Senators McCain of Arizona and Lindsey Graham, a South Carolina Republican, have led a push for the U.S. to suspend all aid to Egypt to pressure authorities to halt a civil conflict that, over four days, has killed more than 800 people, including 173 since Aug. 16, and injured thousands.
Graham said Egypt is going to become a “failed state.” He said the U.S. should suspend aid because “we can’t support the reaction of the military.” He said aid should be suspended until there is a democratic transition.
“Where are we headed? We’re headed for Algeria,” Graham said on CBS’s “Face the Nation” program. “The Brotherhood will go underground. Al-Qaeda will come to their aid. And you’re going to have an armed insurgency, not protesters on your hands, in the next six -- 60 days or 90 days. And we’re going to have a failed state in Egypt.”
With the approval of U.S. President Barack Obama, McCain and Graham visited Cairo earlier this month and met with top officials including army chief Abdelfatah al-Seesi, who led the overthrow of Mursi, the elected president, on July 3. The senators asked Egypt’s government to release Mursi and other political prisoners in order to diffuse tensions. Their suggestion was rebuffed by interim President Adly Mansour.
“We are losing all across the region,” McCain said on CNN. “There is no policy; there is no strategy.”
“It has to end,” Paul said on the “Fox News Sunday” program. “We don’t have it and it’s counterproductive and it shows nothing but American weakness to continue it.”
Obama on Aug. 15 announced the cancellation joint military exercises between the U.S. and Egypt scheduled for next month and said his national security team will assess “further steps that we may take as necessary.” Obama, though condemning the violent crackdown, left intact $1.3 billion a year in U.S. military aid.
While the administration has so far declined to call Mursi’s ouster a coup d’etat, shielding Egypt from a U.S. law that would mandate an aid cutoff, the Washington Post reported officials are considering whether to show their displeasure by halting a delivery of Apache AH-64D aircraft scheduled for next month. The helicopters are part of an $820 million, 12-aircraft order dating from 2009, the newspaper said.
Senator Bob Corker, a Tennessee Republican, said the U.S. has “overestimated what our leverage was,” and that it’s “time for us to recalibrate and look at what is our national interest.”
Representative Richard Blumenthal, a Democrat from Connecticut, said aid should be released in blocks conditioned on certain steps, while Republican Peter King of New York said the U.S. “certainly shouldn’t cut off all aid.”
“I would be reluctant to be cutting off aid,” King, a member of the House Intelligence Committee, said on Fox. “Obviously we should use as a bargaining wedge; we should lean on the military to the extent as we can.”

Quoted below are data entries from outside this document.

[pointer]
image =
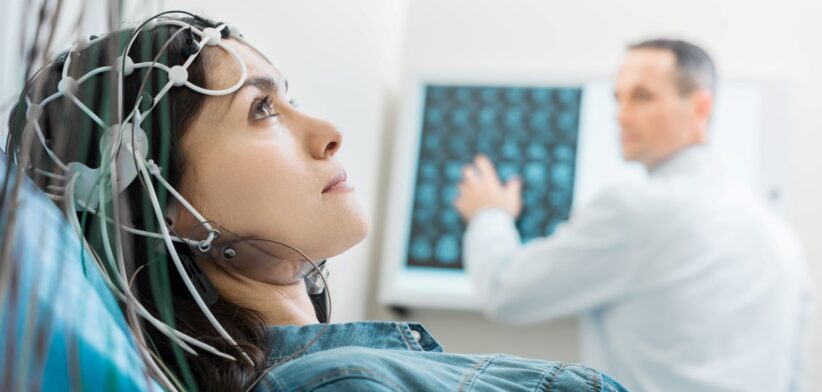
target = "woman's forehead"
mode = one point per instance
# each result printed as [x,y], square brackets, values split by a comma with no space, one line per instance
[223,70]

Representative Eliot Engel of New York, the senior Democrat on the House Foreign Affairs Committee, agreed with King on ABC’s “This Week” program.
“Egypt’s an important country, and I think we have to be very, very careful before we willy-nilly just cut off aid,” he said on ABC.
Egyptian police and troops yesterday fired tear gas into the al-Fath Mosque in Ramses Square in central Cairo, where hundreds of Mursi supporters were holed up, in scenes televised live by Al Jazeera. Forces were also shown firing at gunmen atop one the mosque’s minarets.
The military-backed government said yesterday it would seek a “legal framework” to dissolve the Muslim Brotherhood, the organization started in the 1920s of which Mursi has been a leader. Egyptian forces also arrested 56 Brotherhood members yesterday across the country, MENA reported.
The National Coalition for Legitimacy, made up of the Brotherhood and its Islamist supporters, said in an e-mailed statement that protests would take place at the court.
The military attacks against the country’s main Islamist group are part of campaign that began last week which has killed at least 800 people and injured thousands, according to the Health Ministry. Among the dead is Ammar Badie, the son of the Muslim Brotherhood’s Supreme Guide Mohammed Badie, the group’s political arm said in a statement.
The violence was sparked by the Aug. 14 storming by police of two pro-Mursi protest camps. Before the crackdown, about 200 people had been killed in clashes between protesters and security forces since Mursi’s ouster and detention by the army.
The military assumed responsibility for order as a state of emergency and curfews were declared after the raids. The government authorized security forces to use live ammunition to repel attacks on personnel or government buildings, and says it won’t allow any more sit-ins.